In an interview published last week, veteran Saatchi & Saatchi advertising executive Kevin Roberts said he doesn't spend "any time" on gender issues and the "f- - - - - - debate is all over" when it comes to gender diversity in his industry.
He very quickly learned it wasn't.
Those comments and others, which Roberts made in an interview with Business Insider published Friday, sparked a furious uproar on social media and within an industry that's facing recent scandals about sexist behavior. By Wednesday morning, Roberts, the chairman of Saatchi & Saatchi and "head coach" at the agency's parent company, Publicis Groupe, announced he would resign, moving up a planned retirement from May of next year to Sept. 1.

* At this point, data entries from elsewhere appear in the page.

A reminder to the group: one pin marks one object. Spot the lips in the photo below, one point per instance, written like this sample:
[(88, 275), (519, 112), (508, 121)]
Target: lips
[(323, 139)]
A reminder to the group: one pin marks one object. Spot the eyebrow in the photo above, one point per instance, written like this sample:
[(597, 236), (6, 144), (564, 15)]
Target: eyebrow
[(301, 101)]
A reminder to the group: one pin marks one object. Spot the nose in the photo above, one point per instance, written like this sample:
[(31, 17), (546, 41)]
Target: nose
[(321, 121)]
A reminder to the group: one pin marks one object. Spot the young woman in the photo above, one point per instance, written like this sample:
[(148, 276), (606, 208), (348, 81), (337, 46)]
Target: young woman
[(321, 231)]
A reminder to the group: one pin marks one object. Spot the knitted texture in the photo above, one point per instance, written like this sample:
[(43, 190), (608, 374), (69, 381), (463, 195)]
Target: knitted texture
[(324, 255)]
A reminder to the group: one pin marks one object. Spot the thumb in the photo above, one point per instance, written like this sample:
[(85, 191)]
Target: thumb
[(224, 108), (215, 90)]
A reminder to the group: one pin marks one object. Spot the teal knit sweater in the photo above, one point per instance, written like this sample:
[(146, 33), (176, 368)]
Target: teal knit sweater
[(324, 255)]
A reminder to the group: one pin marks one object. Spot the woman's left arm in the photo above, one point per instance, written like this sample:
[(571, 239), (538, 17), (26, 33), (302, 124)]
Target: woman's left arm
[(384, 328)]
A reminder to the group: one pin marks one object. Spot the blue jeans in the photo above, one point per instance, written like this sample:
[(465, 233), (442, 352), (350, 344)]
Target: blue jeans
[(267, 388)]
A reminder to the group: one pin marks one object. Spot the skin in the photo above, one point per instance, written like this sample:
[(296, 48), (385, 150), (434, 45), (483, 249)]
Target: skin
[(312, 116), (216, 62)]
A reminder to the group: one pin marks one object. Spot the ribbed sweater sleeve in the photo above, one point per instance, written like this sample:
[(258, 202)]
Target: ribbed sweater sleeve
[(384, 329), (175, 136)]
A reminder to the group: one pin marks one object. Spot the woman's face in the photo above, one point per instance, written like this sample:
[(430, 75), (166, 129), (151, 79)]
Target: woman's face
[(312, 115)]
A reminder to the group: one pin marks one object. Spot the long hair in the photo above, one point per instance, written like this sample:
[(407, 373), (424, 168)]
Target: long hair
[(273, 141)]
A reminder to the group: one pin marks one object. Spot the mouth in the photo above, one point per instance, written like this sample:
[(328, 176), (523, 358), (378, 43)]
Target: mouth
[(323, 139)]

In a statement about his resignation, Roberts said, "I have inadvertently embarrassed Saatchi & Saatchi and Publicis Groupe" and "I have expressed my regret and apology to the companies for the furor my remarks and language stimulated, and I extend this to colleagues, staff and clients."

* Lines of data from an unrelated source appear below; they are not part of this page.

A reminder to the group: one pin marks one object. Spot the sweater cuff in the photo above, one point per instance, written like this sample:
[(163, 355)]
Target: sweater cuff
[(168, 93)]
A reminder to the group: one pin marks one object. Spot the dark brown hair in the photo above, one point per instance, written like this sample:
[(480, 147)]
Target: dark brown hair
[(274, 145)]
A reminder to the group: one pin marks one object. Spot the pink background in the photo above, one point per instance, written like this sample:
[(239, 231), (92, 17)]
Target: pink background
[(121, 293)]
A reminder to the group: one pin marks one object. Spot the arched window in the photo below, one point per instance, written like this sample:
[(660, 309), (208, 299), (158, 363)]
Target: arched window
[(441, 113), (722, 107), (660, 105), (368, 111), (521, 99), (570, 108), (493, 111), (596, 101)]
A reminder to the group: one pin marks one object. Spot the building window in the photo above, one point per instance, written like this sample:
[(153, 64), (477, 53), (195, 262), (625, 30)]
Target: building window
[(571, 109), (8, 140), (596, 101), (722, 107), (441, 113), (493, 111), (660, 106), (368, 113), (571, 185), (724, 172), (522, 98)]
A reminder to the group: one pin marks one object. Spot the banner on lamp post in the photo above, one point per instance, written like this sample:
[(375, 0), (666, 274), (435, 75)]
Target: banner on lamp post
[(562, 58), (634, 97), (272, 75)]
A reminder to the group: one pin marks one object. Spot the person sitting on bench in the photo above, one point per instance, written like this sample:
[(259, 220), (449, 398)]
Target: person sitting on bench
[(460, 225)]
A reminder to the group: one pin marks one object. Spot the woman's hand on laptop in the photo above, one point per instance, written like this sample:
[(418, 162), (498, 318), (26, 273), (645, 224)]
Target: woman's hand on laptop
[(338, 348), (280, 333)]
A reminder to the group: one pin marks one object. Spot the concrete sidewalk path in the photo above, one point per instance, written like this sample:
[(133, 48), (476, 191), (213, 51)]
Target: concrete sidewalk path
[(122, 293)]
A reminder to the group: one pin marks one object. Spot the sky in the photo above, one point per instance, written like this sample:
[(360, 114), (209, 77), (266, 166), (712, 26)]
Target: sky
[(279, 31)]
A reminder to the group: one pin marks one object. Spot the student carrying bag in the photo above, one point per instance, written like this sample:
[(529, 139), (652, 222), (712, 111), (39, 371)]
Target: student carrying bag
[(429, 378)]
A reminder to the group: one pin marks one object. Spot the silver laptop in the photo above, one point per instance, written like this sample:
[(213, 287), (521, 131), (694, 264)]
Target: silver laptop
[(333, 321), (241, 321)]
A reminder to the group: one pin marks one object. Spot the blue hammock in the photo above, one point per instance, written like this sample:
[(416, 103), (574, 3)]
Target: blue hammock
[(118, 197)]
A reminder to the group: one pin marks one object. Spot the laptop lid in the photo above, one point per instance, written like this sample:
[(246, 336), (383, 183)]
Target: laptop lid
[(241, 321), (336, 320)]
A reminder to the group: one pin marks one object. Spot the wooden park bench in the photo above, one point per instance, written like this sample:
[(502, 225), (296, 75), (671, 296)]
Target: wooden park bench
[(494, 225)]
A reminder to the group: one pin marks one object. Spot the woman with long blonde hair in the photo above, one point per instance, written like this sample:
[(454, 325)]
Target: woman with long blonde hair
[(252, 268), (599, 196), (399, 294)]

Roberts recently wrote a book called 64 Shots: Leadership in a Crazy World and is known as something of a guru in the industry after his 2004 book, Lovemarks: The Future Beyond Brands.
In the Business Insider interview, Roberts said diversity is worse in other industries, such as financial services. He also made comments that seemed to generalize the goals that young women set for their careers.

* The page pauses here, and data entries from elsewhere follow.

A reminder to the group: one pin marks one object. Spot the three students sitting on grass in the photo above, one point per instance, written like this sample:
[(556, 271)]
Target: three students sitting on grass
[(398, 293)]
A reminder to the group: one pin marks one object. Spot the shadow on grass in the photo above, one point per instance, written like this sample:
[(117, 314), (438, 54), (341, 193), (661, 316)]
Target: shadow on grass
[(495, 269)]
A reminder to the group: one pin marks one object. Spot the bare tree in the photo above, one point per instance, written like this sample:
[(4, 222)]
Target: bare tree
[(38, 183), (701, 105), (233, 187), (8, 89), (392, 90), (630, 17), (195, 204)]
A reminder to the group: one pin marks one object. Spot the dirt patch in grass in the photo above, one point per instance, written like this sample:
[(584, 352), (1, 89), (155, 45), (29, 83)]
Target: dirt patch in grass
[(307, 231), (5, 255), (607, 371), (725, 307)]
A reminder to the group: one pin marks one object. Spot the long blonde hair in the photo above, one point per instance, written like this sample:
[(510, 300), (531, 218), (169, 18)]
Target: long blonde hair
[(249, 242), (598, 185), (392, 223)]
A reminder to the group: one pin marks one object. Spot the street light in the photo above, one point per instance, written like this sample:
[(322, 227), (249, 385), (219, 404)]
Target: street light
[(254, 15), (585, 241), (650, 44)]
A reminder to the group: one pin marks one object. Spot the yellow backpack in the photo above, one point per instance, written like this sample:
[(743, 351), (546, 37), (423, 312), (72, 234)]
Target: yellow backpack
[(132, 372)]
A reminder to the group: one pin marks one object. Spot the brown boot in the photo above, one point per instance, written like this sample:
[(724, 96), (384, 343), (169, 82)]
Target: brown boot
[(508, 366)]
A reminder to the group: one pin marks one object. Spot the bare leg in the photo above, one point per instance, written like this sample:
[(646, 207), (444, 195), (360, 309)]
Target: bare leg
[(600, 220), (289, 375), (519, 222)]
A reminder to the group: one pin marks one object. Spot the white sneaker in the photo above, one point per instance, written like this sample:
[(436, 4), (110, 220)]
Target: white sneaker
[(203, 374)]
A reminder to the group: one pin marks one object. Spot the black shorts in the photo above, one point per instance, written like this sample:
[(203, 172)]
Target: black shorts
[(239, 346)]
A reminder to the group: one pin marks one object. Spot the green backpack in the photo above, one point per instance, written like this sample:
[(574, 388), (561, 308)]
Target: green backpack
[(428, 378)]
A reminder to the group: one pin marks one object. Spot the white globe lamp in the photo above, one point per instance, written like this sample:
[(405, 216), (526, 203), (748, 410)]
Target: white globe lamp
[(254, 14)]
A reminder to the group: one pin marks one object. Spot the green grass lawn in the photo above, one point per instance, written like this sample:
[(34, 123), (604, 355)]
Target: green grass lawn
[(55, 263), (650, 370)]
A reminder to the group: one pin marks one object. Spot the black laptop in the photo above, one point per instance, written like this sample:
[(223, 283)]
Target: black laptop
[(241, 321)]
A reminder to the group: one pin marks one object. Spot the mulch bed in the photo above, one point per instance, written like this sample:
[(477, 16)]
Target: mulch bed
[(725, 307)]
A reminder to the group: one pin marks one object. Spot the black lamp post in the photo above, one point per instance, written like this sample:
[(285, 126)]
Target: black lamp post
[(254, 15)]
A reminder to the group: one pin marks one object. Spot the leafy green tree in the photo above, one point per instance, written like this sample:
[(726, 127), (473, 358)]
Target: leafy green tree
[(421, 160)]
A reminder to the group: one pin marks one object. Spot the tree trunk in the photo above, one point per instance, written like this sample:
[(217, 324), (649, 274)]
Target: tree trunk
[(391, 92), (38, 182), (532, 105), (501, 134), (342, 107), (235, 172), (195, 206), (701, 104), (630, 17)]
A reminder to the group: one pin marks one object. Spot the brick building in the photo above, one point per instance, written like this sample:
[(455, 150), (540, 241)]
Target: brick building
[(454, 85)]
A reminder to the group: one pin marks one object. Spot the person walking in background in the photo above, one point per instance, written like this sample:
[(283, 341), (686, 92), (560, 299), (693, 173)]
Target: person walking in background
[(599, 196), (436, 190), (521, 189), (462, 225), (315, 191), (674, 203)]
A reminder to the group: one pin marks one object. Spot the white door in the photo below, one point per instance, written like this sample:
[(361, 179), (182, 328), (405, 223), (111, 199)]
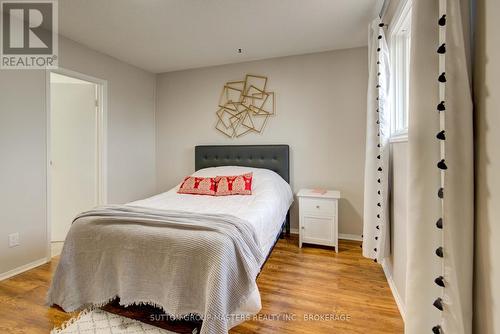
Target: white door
[(74, 158)]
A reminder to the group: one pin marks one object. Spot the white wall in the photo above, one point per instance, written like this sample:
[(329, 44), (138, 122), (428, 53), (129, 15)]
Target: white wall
[(487, 123), (321, 112), (131, 145)]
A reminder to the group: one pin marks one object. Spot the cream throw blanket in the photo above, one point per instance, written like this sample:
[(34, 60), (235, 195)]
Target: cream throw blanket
[(185, 263)]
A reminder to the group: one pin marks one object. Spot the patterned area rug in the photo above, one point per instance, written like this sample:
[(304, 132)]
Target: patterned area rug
[(98, 321)]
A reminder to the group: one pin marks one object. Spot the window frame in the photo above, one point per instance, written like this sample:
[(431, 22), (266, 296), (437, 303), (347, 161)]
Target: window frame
[(399, 53)]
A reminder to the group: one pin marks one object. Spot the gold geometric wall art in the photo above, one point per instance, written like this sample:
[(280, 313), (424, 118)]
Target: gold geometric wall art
[(245, 106)]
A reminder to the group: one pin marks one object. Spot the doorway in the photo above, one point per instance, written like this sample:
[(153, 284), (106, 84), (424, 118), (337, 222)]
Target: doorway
[(76, 133)]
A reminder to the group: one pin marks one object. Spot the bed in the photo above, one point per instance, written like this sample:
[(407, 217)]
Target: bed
[(185, 254)]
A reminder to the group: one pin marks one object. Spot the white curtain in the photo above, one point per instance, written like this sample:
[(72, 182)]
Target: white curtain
[(376, 214), (425, 207)]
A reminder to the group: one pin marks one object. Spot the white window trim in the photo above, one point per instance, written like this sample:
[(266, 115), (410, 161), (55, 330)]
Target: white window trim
[(400, 18)]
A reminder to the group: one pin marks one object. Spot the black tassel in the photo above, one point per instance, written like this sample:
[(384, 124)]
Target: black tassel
[(436, 330), (442, 20), (439, 281), (442, 49), (438, 303), (439, 223), (439, 251), (442, 165), (441, 106), (442, 78)]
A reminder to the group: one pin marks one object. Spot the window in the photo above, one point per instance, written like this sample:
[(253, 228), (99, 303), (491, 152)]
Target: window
[(399, 45)]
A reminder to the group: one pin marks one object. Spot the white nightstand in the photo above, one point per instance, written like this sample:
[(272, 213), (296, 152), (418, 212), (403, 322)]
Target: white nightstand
[(318, 218)]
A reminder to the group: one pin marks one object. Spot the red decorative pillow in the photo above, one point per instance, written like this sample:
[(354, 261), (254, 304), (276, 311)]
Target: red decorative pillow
[(198, 186), (234, 185)]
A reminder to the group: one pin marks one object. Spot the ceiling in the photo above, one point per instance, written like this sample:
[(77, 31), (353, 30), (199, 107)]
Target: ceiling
[(169, 35)]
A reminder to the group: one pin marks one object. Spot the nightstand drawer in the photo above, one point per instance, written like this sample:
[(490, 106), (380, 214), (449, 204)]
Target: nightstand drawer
[(318, 230), (318, 206)]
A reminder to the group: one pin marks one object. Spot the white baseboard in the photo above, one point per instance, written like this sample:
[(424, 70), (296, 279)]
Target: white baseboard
[(21, 269), (345, 236), (399, 301)]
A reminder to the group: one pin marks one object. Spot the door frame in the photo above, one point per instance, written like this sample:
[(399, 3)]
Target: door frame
[(101, 149)]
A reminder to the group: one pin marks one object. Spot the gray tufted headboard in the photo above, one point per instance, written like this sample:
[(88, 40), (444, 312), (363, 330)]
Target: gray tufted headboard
[(273, 157)]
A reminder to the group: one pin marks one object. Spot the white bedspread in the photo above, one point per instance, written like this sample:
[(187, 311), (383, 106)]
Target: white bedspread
[(265, 209)]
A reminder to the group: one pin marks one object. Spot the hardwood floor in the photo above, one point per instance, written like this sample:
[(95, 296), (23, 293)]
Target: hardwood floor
[(308, 290)]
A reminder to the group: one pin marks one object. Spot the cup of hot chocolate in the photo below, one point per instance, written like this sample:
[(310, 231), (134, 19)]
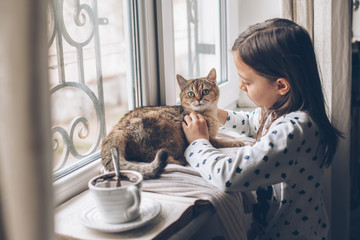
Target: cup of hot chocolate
[(117, 200)]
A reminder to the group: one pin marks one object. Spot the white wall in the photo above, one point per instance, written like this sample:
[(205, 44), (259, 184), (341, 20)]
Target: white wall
[(251, 12)]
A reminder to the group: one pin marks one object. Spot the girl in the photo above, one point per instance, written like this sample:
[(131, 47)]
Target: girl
[(295, 139)]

He put it this way: "We have a bunch of talented, creative females, but they reach a certain point in their careers … 10 years of experience, when we are ready to make them a creative director of a big piece of business.
"And I think we fail in two out of three of those choices because the executive involved said: 'I don't want to manage a piece of business and people — I want to keep doing the work.' "
The remarks prompted Publicis Groupe to place Roberts on leave Saturday. "It is for the gravity of these statements that Kevin Roberts has been asked to take a leave of absence from Publicis Groupe effective immediately," Publicis chairman and chief executive Maurice Lévy said in a statement. "Promoting gender equality starts at the top, and the Groupe will not tolerate anyone speaking for our organization who does not value the importance of inclusion."
The incident shows how critical the issue of diversity has become in an industry known for its Mad Men past, especially as it faces new scandals, such as a recent discrimination lawsuit filed by a female executive against former J. Walter Thompson CEO Gustavo Martinez. (Martinez has denied the allegations.) In March, Publicis' Lévy had to clarify comments he himself made at a conference in Miami about the Martinez suit, which some interpreted as suggesting gender issues do not remain a widespread problem in the industry.